O debate sobre o boicote ganhou força depois de o então presidente norte-americano Donald Trump ter ameaçado, no mês passado, anexar a Groenlândia, território dinamarquês e aliado da OTAN. O recuo de Trump, que acabou retirando tarifas contra países europeus, não impediu que parlamentares em Berlim questionassem a presença alemã na Copa. Ainda assim, o governo concluiu que a retirada “não seria a abordagem correta”.
Governo alega que esporte não deve ser ferramenta política
Segundo Meyer, transformar a Copa em palco de sanções diplomáticas desvirtua a essência esportiva. A ministra do Esporte, Christiane Schenderlein, reforçou ao jornal Sueddeutsche Zeitung que o boicote “não tem apoio” do Executivo. Para o governo, a participação mantém diálogo aberto e evita isolar atletas e torcedores da Alemanha.

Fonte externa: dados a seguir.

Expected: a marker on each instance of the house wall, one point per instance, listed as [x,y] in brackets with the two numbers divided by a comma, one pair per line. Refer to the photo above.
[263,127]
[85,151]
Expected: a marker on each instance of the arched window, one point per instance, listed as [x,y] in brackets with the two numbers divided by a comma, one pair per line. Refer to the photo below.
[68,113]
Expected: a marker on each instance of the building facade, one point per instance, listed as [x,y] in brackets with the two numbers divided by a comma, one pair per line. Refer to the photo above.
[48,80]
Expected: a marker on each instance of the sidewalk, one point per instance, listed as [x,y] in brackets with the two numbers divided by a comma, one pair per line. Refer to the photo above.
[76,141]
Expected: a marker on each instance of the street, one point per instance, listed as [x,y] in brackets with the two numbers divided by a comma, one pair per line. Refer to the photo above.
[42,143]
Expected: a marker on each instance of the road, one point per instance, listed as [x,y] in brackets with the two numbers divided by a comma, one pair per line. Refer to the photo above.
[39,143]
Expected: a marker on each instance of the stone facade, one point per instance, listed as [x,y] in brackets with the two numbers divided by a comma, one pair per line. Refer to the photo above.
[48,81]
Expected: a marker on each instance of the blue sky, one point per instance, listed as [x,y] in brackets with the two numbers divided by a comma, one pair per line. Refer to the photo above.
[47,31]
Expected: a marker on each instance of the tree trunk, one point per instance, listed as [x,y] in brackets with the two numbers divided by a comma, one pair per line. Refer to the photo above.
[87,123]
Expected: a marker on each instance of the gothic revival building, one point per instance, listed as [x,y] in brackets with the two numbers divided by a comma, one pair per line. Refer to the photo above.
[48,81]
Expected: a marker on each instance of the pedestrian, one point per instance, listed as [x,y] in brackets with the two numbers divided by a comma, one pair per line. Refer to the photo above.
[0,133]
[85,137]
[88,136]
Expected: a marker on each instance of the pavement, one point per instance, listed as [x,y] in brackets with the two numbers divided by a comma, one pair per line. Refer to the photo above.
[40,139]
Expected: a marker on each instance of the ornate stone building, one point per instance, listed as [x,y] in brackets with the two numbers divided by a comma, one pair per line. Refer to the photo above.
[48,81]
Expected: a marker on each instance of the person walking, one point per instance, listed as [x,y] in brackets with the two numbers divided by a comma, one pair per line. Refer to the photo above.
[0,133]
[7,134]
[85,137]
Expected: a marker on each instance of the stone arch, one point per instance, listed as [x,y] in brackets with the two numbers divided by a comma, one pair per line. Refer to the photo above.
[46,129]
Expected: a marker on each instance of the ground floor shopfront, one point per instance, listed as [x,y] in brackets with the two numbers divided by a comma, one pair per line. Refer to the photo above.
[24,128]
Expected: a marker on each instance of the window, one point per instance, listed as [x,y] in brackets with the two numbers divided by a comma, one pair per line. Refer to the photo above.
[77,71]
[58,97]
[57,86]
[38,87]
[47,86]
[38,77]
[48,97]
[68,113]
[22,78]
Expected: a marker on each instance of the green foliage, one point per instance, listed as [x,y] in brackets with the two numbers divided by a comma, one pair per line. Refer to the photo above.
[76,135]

Berlim rejeita pressão parlamentar e lembra precedente histórico
Esta não é a primeira vez que o Parlamento alemão discute boicote em eventos esportivos. Em 1980, a Alemanha Ocidental aderiu à ausência nos Jogos de Moscou, decisão ainda vista como polêmica. Deputados que defendiam nova retirada citaram esse precedente, mas a chancelaria destacou que, quatro décadas depois, “o contexto internacional é diferente” e que um boicote poderia “penalizar o esporte” sem efeitos concretos na crise diplomática.
Próximos passos e impacto para a seleção alemã
Com a decisão, a Federação Alemã de Futebol (DFB) deve confirmar nas próximas semanas o cronograma de preparação rumo à Copa. Técnicos e atletas já comemoraram a sinalização oficial. Especialistas ouvidos pela emissora pública DW avaliam que o fim da incerteza permitirá foco total no rendimento esportivo. O governo, por sua vez, pretende reforçar a separação entre política externa e competições, postura alinhada ao Comitê Olímpico Internacional.